特に、得られる後硬化テープを貼り合わせる接合部材がポリオレフィンからなる場合には、硬化物の接着力を高められることから、上記粘着剤層がロジン系樹脂又は石油系樹脂を含有することが好ましい。
上記シランカップリング剤を含有することにより、得られる後硬化テープの硬化物の界面接着力を向上させることができる。
上記接合部材を接合する方法は特に限定されないが、本発明の後硬化テープと接合部材とを貼り合わせて集成体を得た後、得られた集成体を、3〜60秒間、高周波誘導加熱装置により誘導加熱する方法が好ましい。上記誘導加熱する時間が3秒未満であると、後硬化テープの硬化が不充分となり、接着力が不充分となることがある。上記誘導加熱する時間が60秒を超えると、上記集成体が加熱されすぎて、上記接合部材及び/又は粘着剤の劣化により接着力が低下することがある。なお、高周波誘導加熱装置として、例えば、EASY WELDER KIT1000、EASY WELDER KIT2000(いずれもサイヒット社製)等が用いられる。
本発明の後硬化テープを用いた接合部材の接合方法であって、本発明の後硬化テープと前記接合部材とを貼り合わせて集成体を得る工程と、前記集成体を、高周波誘導加熱により3〜60秒間加熱する工程とを有する接合部材の接合方法もまた、本発明の1つである。
(1,4−ジアミノブタン二α−(2−ベンゾイル)フェニルプロピオン酸塩の合成)
α−(2−ベンゾイル)フェニルプロピオン酸80gと、1,4−ジアミノブタン12.6gとを、エタノール中で混合し、室温で24時間攪拌して反応させた。その後、エバポレータを用いてエタノールを除去した後、得られた粗生成物をエタノール/ヘキサンを用いて再沈殿させ、1,4−ジアミノブタン二α−(2−ベンゾイル)フェニルプロピオン酸塩を得た。

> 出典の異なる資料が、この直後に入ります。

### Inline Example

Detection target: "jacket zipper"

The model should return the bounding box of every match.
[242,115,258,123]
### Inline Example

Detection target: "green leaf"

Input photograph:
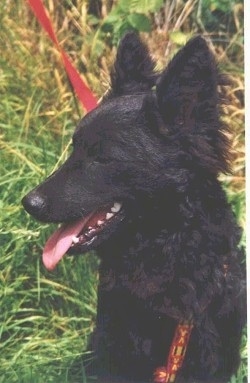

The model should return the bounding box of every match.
[129,0,164,14]
[117,0,131,13]
[127,13,151,32]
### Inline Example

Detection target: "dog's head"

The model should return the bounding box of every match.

(1,6−ジアミノヘキサン二α−(2−ベンゾイル)フェニルプロピオン酸塩の合成)
α−(2−ベンゾイル)フェニルプロピオン酸80gと、1,6−ジアミノヘキサン16.6gとを用いた以外は合成例1と同様にして、1,6−ジアミノヘキサン二α−(2−ベンゾイル)フェニルプロピオン酸塩を得た。

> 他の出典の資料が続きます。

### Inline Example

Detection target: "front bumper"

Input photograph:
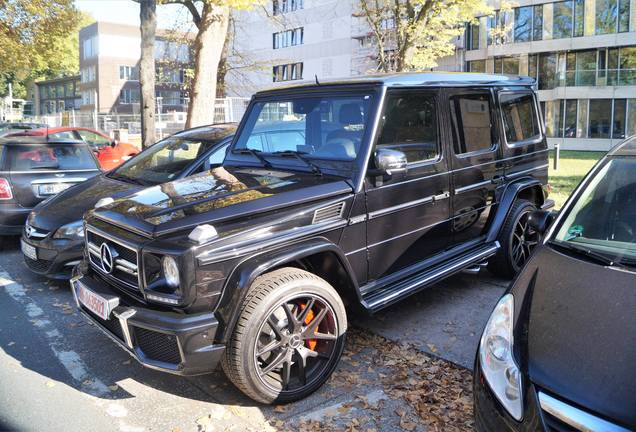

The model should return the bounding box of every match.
[473,360,549,432]
[0,203,31,235]
[22,229,84,280]
[71,274,225,375]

(ビス(6−アミノヘキシル)アミン三α−(2−ベンゾイル)フェニルプロピオン酸塩の合成)
α−(2−ベンゾイル)フェニルプロピオン酸80gと、ビス(6−アミノヘキシル)アミン20.5gとを用いた以外は合成例1と同様にして、ビス(6−アミノヘキシル)アミン三α−(2−ベンゾイル)フェニルプロピオン酸塩を得た。

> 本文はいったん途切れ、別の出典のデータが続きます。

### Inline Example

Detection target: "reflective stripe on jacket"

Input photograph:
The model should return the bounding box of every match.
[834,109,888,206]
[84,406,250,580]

(エチレンジアミン二α−(2−ベンゾイル)フェニルプロピオン酸塩の合成)
α−(2−ベンゾイル)フェニルプロピオン酸80gと、エチレンジアミン8.6gとを用いた以外は合成例1と同様にして、エチレンジアミン二α−(2−ベンゾイル)フェニルプロピオン酸塩を得た。
(後硬化テープの作製)
表1、2、3の配合に従って、光重合により(メタ)アクリル系ポリマーとなるアクリルモノマー、エポキシ樹脂(ジャパンエポキシレジン社製「JER828」)、エポキシ熱潜在性硬化剤、光ラジカル重合開始剤(チバガイギー社製「イルガキュア819」)、及び、その他の配合成分を均一に混合して塗液を得た。得られた塗液に窒素を吹き込んで酸素を追い出した後、厚みが0.2mmとなるように、38μmのシリコン離型処理PETフィルム2枚に各々の離型処理面が塗液に接するように塗液を挟んで、主波長420nmの蛍光ランプで2mWの紫外線を3分間照射してアクリルモノマーを重合し、厚さ0.2mmの基材を有さない粘着剤テープを得た。
なお、発熱シートの両面には予めプライマー(日本触媒社製、ポリメントNK−380)を塗布しておいた。
表4に従って配合を変更し、また、表4に示す平均細孔径(mm)を有する円形状の細孔をほぼ均一に分布し、かつ、表4に示す細孔数(個/cm2)及び発熱シート全体に占める細孔面積率(%)を有する発熱シートを用いたこと以外は実施例1〜28及び比較例1〜6と同様にして、後硬化テープを得た。
実施例、比較例で得られた後硬化テープについて、下記のように評価した。結果を表1、2、3、4に示す。
後硬化テープを20mm×20mmの平面形状を有するようにカットした。表面の埃や油脂をアルコール洗浄により除去したガラス板(20mm×50mm×7mm)上に、カットした後硬化テープのシリコン離型処理PETフィルムを剥がし、露出した粘着剤層面がガラス板に対向するようにして後硬化テープを貼り合わせ、更に反対面にも同様にしてガラス板を貼り合わせ、試験片を得た。得られた試験片を23℃で20分間養生した後、引張り試験機を用いて、23℃及びクロスヘッドスピード50mm/分の条件で、せん断引っ張り試験を行った。最大破壊強度をせん断接着力として評価した。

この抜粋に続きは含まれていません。